Total Seal jumped on the gapless bandwagon about the time the "fad" faded out, but as I've mentioned before, they became the first (and only) manufacturer to make metric sized rings, so their gapless designs were often the only rings available for folks rebuilding "foreign" engines. This original "niche" market turned into quite a large movement as the popularity of "import racing" rose to the heights it's currently enjoying....and with a lot of advertising, Total Seal has capitalized on it.

I've experimented with some of their rings in engines we've built but I've never seen power that we can achieve with our more conventional Nippon rings.

I believe that the reason behind it is due to the fact that the (gapless) rings aren't as stable in the (piston's) ring grooves in applications where the ring width is 1mm or less. It's a lot more difficult to achieve a tight fit in the groove with two rings as opposed to one.

With individual rings this thin, they have to be made from HARD material just to stand up, and this causes problems too, with many stock and aftermarket cylinder liners. I'd say that the cylinders (walls) would have to be prepared pretty coarsely to seat them in a reasonable time period and once seated, I seriously doubt that they'd actually "leak" any better than properly gapped conventional rings...assuming you're leaking the cylinders near operating temperature.

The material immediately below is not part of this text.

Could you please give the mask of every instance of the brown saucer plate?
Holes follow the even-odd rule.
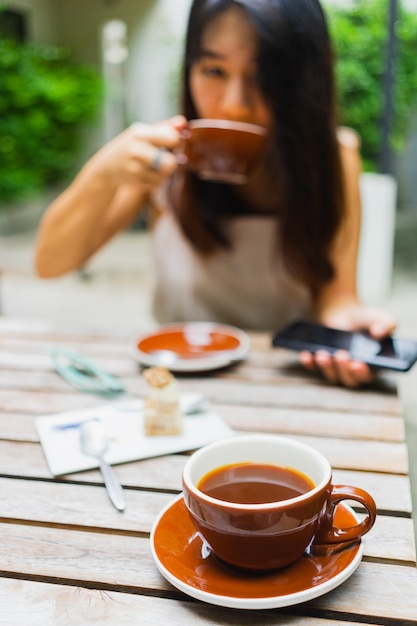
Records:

We try to configure ring end gaps to when the engine's at maximum operating temperature, the ends will come very, very close to touching each other, without actually butting and scoring the cylinders, so any leakage would be minimal at best. When you think about the tiny bit of gap that gasses must pass through, and the amount of time per stroke this has to occur, going gapless makes even less sense.

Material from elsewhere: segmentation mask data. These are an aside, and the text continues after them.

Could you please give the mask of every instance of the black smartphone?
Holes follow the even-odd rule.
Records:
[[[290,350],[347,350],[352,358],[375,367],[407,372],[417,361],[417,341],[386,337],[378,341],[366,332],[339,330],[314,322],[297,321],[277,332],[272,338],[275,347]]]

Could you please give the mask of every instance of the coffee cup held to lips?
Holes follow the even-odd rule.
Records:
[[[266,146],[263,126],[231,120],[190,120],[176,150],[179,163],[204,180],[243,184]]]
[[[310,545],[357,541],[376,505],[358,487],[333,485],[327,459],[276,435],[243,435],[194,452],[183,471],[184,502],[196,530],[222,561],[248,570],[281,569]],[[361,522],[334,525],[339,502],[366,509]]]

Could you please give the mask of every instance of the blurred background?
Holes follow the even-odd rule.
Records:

Ring stability is, on the other hand, extremely important, and this is where conventional rings are better by a fairly wide margin.

Many domestic ProStock teams are currently having Total Seal make rings for them with special coatings (on the ring sides) and they lap them to achieve the minimum ring to groove clearances they're after. It's interesting to note that none of these rings are of the gapless variety. Being a relatively small company (compared to some of the more prominant OE ring suppliers), Total Seal can, and does make a lot of small-batch "special" rings that work pretty well, but these are a long way from what they're selling over the counter to import racers.

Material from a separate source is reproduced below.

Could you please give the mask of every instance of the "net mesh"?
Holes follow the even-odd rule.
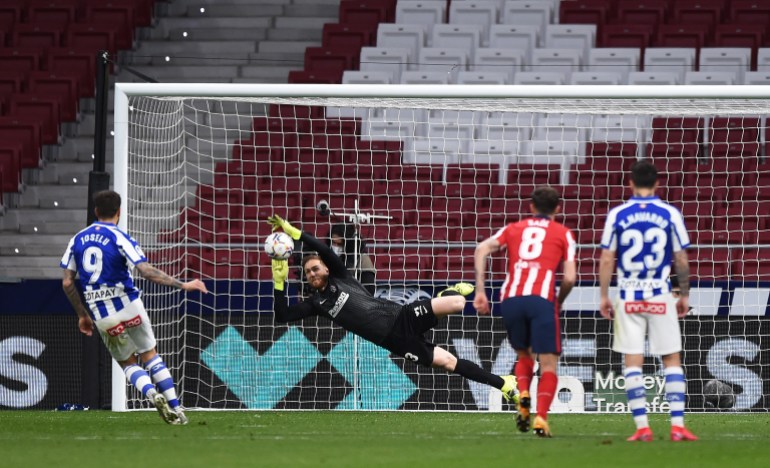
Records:
[[[472,282],[476,243],[525,216],[534,187],[548,184],[563,197],[558,221],[579,243],[555,409],[616,411],[626,400],[610,323],[596,313],[598,244],[607,211],[630,196],[630,164],[650,158],[661,173],[658,194],[682,210],[693,241],[693,310],[682,322],[688,408],[724,406],[711,403],[712,380],[738,395],[731,409],[768,408],[769,104],[131,97],[129,232],[159,268],[200,277],[211,291],[141,284],[183,404],[499,409],[499,393],[389,356],[323,319],[275,323],[265,219],[281,214],[326,238],[333,224],[353,219],[322,215],[320,201],[335,213],[358,207],[364,248],[349,256],[376,272],[377,295],[408,303]],[[302,281],[292,265],[297,300]],[[508,374],[515,353],[499,318],[504,253],[488,266],[493,316],[477,317],[468,305],[427,337]],[[645,372],[662,379],[657,357],[647,356]],[[665,411],[662,389],[651,385],[649,394],[652,411]],[[128,406],[141,406],[138,395],[129,393]]]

The Total Seal rings that are custom-made for some race teams are not the same pieces you have access to either.

Gapless rings have end gaps too, but they overlap in such a way as to be described (and marketed) as gapless.

When you push too much fuel between the rings, it'll finally "explode" if there's any detonation in the chamber, blowing the ring lands out. This happens frequently on engines using gapless second rings.....


Zero end-gap ring designs are constructed where the ends of the ring are cut to half thickness. When installed in the piston, the half-thickness sections of the ring overlap. When the engine is running, the ring heats and expands. The ends of the zero end gap ring slide across each other, which in turn, leaves no gap for the gases to escape. In a more conventional high-performance ring combination, the gaps actually close when the engine is running. Very little pressure actually escapes through this opening. Because of this, the tradeoffs in ring weight (a conventional ring is typically lighter than a zero end-gap design), and sealing capability (a conventional, thin high-performance ring incorporates a barrel shape; a zero end-gap ring doesn’t) simply aren’t worth it. The bottom line: a conventional ring will outperform a zero end-gap ring. The only exception would be in alcohol-fueled applications. Alcohol fuels are not compatible with motor oil, and any residual alcohol that may be in the combustion chambers after the engine is shut off can drain through the ring gap and contaminate the oil. In this case, a zero end-gap ring can prevent this from occurring.